Soviet scientists were on the forefront of certain disciplines, but tales of technological ingenuity are mostly just an attempt to invent some romantic lore around stolen designs.
scrlk|4 months ago
DEC etched a great Easter egg on to the die of the MicroVAX CPU because of this: "VAX - when you care enough to steal the very best".
https://micro.magnet.fsu.edu/creatures/pages/russians.html
Rendello|4 months ago
https://en.wikipedia.org/wiki/Pirates_of_Silicon_Valley
antegamisou|4 months ago
This is a biased take. One can make a similar and likely more factual claim about the US , where largely every innovation in many different disciplines is dictated and targeted for use by the war industry.
And while there were many low quality knockoff electronics, pre-collapse USSR achieved remarkable feats in many different disciplines the US was falling behind at.

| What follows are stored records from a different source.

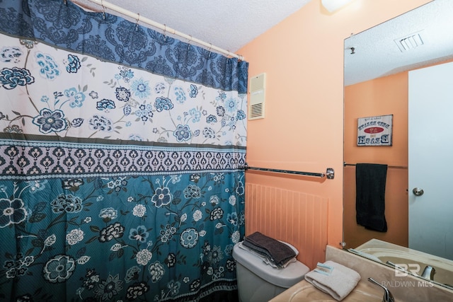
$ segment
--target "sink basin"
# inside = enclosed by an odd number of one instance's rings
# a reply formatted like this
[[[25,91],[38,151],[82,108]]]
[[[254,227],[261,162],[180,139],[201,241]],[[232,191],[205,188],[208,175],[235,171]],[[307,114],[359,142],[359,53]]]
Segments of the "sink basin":
[[[418,250],[400,247],[376,239],[355,249],[364,257],[371,255],[379,261],[389,261],[403,267],[413,274],[420,276],[423,269],[430,265],[435,269],[434,281],[440,285],[453,286],[453,261]]]
[[[381,302],[384,291],[361,281],[355,289],[342,301],[344,302]],[[328,294],[326,294],[304,280],[277,296],[270,302],[338,302]]]

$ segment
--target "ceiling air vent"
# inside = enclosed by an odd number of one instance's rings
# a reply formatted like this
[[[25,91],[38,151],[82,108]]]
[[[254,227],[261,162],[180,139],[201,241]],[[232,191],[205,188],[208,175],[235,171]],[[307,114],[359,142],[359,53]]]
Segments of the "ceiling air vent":
[[[416,48],[423,45],[420,33],[413,33],[394,40],[401,52]]]
[[[266,74],[261,74],[250,79],[250,106],[248,120],[264,118]]]

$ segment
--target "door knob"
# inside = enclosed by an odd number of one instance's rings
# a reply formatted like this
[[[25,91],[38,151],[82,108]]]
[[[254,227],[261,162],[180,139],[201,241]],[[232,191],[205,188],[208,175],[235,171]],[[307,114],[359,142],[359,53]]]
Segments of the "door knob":
[[[412,192],[415,196],[421,196],[423,194],[423,189],[420,189],[420,187],[414,187],[412,190]]]

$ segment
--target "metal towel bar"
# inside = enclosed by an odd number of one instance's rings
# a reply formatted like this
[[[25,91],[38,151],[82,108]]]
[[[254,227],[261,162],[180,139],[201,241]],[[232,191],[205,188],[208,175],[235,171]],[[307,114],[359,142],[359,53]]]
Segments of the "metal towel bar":
[[[302,172],[302,171],[291,171],[289,170],[280,170],[280,169],[270,169],[268,168],[258,168],[258,167],[250,167],[246,163],[246,165],[243,167],[239,167],[240,168],[245,170],[257,170],[259,171],[266,171],[266,172],[275,172],[277,173],[286,173],[286,174],[295,174],[298,175],[305,175],[305,176],[314,176],[316,178],[327,178],[328,180],[333,180],[335,177],[335,171],[332,168],[328,168],[326,170],[326,173],[312,173],[312,172]]]

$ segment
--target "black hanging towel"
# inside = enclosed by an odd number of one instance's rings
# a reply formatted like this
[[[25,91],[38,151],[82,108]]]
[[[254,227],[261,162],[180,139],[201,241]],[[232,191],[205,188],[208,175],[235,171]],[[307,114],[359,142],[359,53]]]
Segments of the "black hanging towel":
[[[384,215],[386,176],[387,165],[355,165],[357,223],[379,232],[387,231]]]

https://en.wikipedia.org/wiki/Timeline_of_Russian_innovation...
MountDoom|4 months ago
That's a complete non-sequitur.
some_random|4 months ago
As opposed to the USSR who's wikipedia page for innovations proudly features, lets see;
Aerial Refueling
Military robot Paratrooping
Flame tank
Self-propelled multiple rocket launcher
Thermonuclear fusion (bomb)
AK-47
ICBMs
Tsar Bomb
to name a very small selection
It's almost as if you have it completely backwards and it was the USSR who was centrally planning to innovate in the art of killing.